For 2,000 years, many Halachot laid dormant, waiting, only to be rediscovered, discussed and debated with the miraculous return of the Jewish People to their ancestral homeland, and the dramatic establishment of the State of Israel. Among them is a lesser known blessing: 'Baruch matziv g'vul almanah.'
Our Sages teach (Berachot 58b): "One who sees houses of Israel settled, says: Baruch matziv g'vul almanah - Blessed is He who establishes the boundary of the widow." But this blessing, based on a Mishlei 15:25, is the subject of much controversy.
Rashi comments (ad Loc., s.v. baruch), that this blessing is to be said when one sees a settlement like "the settlement during the Second Temple." According to this interpretation, the blessing is only relevant inside of the Land of Israel.
The Rif, however, has a different version of the Gemara, which begins, "One who sees synagogues..." (Berachot 43b. See also Meiri to Berachot 58b). According to this interpretation, the blessing should be made even outside the Land of Israel, when one sees a new synagogue in its full glory.

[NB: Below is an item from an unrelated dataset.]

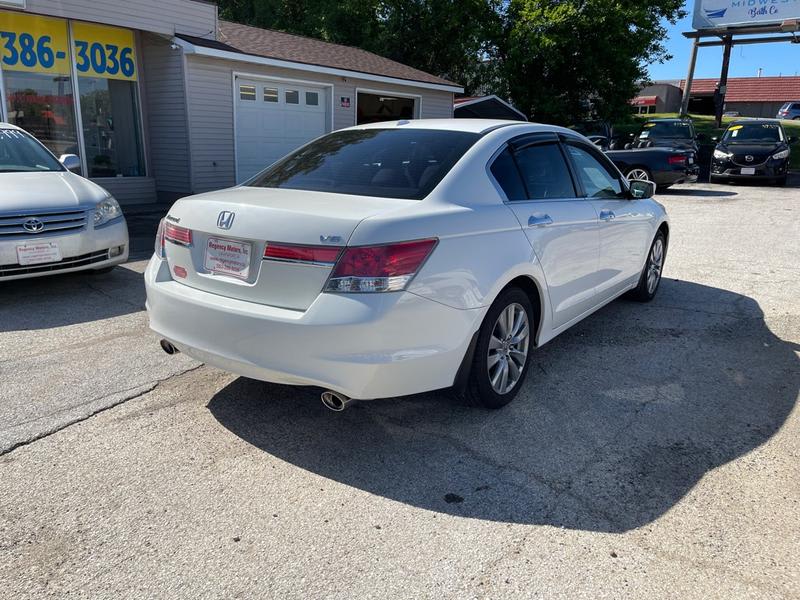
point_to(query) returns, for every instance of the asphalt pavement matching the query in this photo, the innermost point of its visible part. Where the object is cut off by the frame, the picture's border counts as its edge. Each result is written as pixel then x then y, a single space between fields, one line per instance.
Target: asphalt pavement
pixel 653 452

Rabbeinu Yerucham has yet another version, with the language of the blessing being, "Baruch meishiv g'vul almanah - Blessed is He who returns the boundary of the widow" (Toldot Adam v'Chava 13:2). This formulation would support Rashi's interpretation, stressing that this blessing is made upon a return to the Land.
The Beit Yosef (OC 224) and Maharsha (Berachot 58b) rule that the blessing is only recited when the Beit Hamikdash is standing, as Jewish homes can only truly be considered 'settled' and no longer in mourning like 'widows' when there is no persecution, and the Nation is restored with its Holy Temple rebuilt.
But the Bach (OC 224) disagrees, and writes that the blessing does not require the Mikdash to be built to be recited, "for if so, it [the Talmud] should have stated, 'One who sees the Beit Hamikdash,' rather it is to be said upon all homes of Israel when they are settled after their days of being persecuted like a widow..." According to the Bach, this is Rashi's intent by invoking the settlement during the Second Temple period. As is well known, the Land of Israel was settled years before the construction of the Second Temple was complete (*more on this period in Jewish History in next week's column*).
The Shulchan Aruch (OC 224:10) rules in accord with Rashi, and writes that this blessing be said upon seeing Jewish homes in Israel, settled like in the days of the Second Temple Period.
But due to the many doubts concerning where and when this blessing should be said, many authorities rule that the blessing should not be said 'B'shem u'Malchut,' with Hashem's name (See Pri Megadim, Mishbetzot Zahav, OC 224, s.v. haro'eh).
The Mishnah Berurah records that the custom is not say this blessing when seeing homes, but rather when seeing a synagogue in its glory (OC 224:14. See also Kaf Hachayim OC 224:35). In fact, the custom in many communities is to recite the blessing when dedicating a new synagogue (See Teshuvot Yehudah Ya'aleh, YD 1:277). The Aruch Hashulchan (OC 224:7) writes that the custom is not to recite this blessing at all due to the various opinions and doubts, and invokes the principle of 'Safek berachot l'hakel,' we are lenient and refrain from reciting a blessing when we are in doubt.
But with the return of the Jewish People to the Land of Israel in the 19th and 20th Centuries, and following the founding of the State, there was renewed interest in reviving this blessing.
It is recorded that Rav Shmuel Salant recited the blessing when visiting Petach Tikvah for the first time. The students of Rav Tzvi Yehudah Kook report that he was adamant about this blessing, and would recite it whenever he visited a new settlement. In his public lectures, Rav Tzvi Yehudah was critical of those who were hesitant in reciting the blessing, as he saw it as a lack of faith on their part.
Rav Chaim David Halevi, who served as Chief Rabbi of Rishon L'Tzion from 1951-1973 and Chief Rabbi of Tel Aviv from 1973-1998, writes that following the establishment of the State of Israel, "Hashem has blessed us and we live in our land under Jewish sovereignty, the Jewish settlement is 'houses of Israel, settled'..." He continues, "...one may recite this blessing B'shem u'Malchut" (Aseh Lecha Rav 4:5).
Many contemporary authorities today rule that one may say the blessing upon seeing a new settlement in Israel, or one that he has not seen in thirty days. A friend living in Har Beracha, for example, reports that when there are Shabbat guests visiting the yishuv, they are often requested to make the blessing.
May we continue to see our boundaries 'established' and increased, with the return of 'her children to their borders.' Amen.